Virtual Talk with Anthony Lin


We live in a time period, during which computerized systems have become so complex that we often understand very little of how they function. This lack of understanding can sometimes lead to serious consequences, including the loss of money, confidential information, and even human lives. Automated Reasoning is a field that grew out of the desire and need to rigorously and automatically analyze the behavior of complex computerized systems, be they a piece of software artifact, a distributed protocol, a neural network, or a multi-agent system, among others. Loosely speaking, the dynamic of a system is formally specified in a logical language with a precise semantics (typically: predicate logic over certain "base theories" that support arithmetics, string operations, etc.). One then designs algorithms (called "solvers") that prove rigorously specified properties of such systems (e.g. whether a program will "crash", a request for access in a distributed protocol will eventually be granted, or a certain evolutionary biological model will have a genetic drift). In this talk, I will describe an approach called "regular model checking", which reduces the analysis of a complex system to reasoning about a string-rewrite system. I will show how a "proof" of a property of a system can be automatically generated for interesting examples of complex systems, and checked in a "trustworthy" manner. Finally, I will describe the challenges that remain in the area, including scalability, trustworthiness, and the quest for more expressive logical languages.

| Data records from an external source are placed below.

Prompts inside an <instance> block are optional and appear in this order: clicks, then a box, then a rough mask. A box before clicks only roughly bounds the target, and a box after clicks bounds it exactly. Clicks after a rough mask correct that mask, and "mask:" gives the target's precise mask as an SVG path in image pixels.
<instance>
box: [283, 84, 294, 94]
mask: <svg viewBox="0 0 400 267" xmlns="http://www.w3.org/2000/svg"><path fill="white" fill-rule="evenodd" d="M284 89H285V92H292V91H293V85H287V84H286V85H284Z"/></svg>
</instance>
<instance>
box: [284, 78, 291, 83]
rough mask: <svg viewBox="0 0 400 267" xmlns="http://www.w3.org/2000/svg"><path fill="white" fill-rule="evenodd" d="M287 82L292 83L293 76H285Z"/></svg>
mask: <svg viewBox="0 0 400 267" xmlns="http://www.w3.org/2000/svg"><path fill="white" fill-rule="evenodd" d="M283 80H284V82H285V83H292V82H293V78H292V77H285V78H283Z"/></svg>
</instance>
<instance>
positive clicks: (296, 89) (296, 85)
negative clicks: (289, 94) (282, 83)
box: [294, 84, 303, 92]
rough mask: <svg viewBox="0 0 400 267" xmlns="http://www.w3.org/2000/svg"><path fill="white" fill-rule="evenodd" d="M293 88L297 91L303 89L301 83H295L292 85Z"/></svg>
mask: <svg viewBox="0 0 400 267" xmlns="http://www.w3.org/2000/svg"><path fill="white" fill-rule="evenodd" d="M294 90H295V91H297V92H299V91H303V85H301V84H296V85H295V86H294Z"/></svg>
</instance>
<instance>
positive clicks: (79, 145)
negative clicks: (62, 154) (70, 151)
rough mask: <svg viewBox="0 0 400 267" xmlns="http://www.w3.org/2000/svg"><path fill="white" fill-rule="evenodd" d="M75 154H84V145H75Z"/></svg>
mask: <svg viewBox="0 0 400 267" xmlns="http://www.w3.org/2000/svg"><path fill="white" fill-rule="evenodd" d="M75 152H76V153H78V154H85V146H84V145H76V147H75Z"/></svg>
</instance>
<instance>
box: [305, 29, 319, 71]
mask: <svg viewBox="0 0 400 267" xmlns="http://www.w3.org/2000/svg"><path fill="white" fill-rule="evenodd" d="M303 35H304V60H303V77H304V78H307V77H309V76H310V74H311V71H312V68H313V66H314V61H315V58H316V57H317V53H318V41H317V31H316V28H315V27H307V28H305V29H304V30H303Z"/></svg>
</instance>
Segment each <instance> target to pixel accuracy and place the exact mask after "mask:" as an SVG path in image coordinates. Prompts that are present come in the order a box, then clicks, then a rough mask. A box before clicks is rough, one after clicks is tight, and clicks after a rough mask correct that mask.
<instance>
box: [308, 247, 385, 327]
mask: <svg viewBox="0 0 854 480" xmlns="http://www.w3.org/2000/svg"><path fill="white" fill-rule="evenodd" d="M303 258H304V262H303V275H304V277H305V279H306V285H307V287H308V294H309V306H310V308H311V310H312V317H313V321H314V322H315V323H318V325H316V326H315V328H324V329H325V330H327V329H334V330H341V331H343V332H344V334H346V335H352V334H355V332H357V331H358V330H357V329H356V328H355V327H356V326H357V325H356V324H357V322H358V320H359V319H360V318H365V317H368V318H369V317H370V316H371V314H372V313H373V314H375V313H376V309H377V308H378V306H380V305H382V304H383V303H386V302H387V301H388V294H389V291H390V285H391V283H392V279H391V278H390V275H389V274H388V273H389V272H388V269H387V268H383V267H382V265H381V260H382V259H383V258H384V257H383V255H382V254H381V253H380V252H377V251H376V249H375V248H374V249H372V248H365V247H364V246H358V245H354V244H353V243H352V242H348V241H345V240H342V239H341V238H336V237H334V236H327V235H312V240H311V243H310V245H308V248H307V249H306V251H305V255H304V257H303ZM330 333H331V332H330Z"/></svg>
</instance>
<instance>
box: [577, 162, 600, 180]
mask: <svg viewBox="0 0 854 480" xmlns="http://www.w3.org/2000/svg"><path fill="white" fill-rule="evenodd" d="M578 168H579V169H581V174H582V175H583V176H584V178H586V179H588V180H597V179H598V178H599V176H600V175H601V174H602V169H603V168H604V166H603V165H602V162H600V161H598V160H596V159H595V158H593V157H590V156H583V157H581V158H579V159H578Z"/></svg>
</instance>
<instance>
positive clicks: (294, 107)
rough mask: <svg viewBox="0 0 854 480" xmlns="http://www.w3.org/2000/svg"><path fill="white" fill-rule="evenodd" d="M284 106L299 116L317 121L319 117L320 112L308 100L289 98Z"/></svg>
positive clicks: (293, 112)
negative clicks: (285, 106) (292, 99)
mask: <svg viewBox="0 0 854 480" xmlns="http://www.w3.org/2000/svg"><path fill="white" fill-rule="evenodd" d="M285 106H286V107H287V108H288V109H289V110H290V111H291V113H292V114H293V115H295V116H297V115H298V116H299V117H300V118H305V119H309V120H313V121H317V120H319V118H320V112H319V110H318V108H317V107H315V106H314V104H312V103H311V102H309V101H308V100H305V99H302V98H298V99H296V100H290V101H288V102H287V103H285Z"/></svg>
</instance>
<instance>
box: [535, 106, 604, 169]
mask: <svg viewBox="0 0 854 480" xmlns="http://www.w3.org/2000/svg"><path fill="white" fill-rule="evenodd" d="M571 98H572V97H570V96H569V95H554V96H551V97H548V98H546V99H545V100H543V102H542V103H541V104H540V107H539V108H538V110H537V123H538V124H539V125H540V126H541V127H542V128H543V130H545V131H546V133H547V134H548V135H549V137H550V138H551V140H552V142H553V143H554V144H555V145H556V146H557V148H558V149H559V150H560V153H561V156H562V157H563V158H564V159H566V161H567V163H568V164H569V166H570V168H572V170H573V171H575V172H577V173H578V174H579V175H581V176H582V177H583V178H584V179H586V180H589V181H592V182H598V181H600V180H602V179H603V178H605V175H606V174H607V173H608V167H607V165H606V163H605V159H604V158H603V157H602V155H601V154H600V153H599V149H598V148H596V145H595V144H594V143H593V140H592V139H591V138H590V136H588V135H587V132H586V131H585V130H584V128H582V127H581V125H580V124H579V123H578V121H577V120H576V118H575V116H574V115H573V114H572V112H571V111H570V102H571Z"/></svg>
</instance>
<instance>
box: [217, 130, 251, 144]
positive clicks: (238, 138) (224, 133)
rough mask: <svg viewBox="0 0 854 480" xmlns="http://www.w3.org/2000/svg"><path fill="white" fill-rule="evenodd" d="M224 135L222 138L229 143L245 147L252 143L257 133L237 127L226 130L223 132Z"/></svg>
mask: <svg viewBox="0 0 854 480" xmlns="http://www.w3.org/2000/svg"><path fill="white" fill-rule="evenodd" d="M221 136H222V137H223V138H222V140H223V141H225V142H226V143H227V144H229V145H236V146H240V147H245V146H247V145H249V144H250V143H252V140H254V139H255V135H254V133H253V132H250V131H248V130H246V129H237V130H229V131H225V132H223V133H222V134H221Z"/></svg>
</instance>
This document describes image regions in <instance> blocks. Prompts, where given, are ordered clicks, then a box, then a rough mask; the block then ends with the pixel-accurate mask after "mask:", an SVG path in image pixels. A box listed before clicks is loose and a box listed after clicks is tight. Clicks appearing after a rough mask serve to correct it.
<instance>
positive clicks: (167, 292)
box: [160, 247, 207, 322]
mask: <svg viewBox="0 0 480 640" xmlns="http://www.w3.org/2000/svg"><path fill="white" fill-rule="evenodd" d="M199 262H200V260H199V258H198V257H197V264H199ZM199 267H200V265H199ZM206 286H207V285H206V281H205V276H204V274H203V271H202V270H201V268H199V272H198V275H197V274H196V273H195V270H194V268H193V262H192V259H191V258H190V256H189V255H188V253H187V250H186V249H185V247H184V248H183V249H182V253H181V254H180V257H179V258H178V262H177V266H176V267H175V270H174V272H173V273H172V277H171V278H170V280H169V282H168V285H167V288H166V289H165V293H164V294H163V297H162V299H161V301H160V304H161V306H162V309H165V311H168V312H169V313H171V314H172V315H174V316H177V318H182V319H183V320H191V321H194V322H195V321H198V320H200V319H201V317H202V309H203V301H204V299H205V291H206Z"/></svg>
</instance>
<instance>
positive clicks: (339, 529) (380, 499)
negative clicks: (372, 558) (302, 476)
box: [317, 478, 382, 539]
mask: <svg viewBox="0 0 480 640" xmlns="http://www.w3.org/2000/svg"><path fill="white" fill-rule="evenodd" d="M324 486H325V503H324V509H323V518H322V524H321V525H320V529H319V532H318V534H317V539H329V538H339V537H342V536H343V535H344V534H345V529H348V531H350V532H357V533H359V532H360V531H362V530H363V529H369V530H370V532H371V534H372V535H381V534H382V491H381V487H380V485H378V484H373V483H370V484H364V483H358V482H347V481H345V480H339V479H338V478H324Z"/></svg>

Anthony Lin completed his PhD in informatics at Edinburgh University in 2010. He was an assistant professor in computer science at a liberal arts college in Singapore (Yale-NUS College) between 2013 - 2016, and an associate professor in programming languages at Oxford University between 2016 - 2019. He is now a full professor in Automated Reasoning at University of Kaiserslautern-Landau and a Max-Planck Fellow at Max-Planck Institute for Software Systems (MPI-SWS). His research interests span across all theoretical, implementation, and practical aspects of automated reasoning and computational logic. In particular, he is interested in exploring (and continuously inspired by) connections with different fields including programming languages, graph databases, artificial intelligence, machine learning, multi-agent systems, finance, and biology. His work was recognized by several awards including ERC Consolidator Grant, ERC Starting Grant, Amazon Research Award, and Google Faculty Award.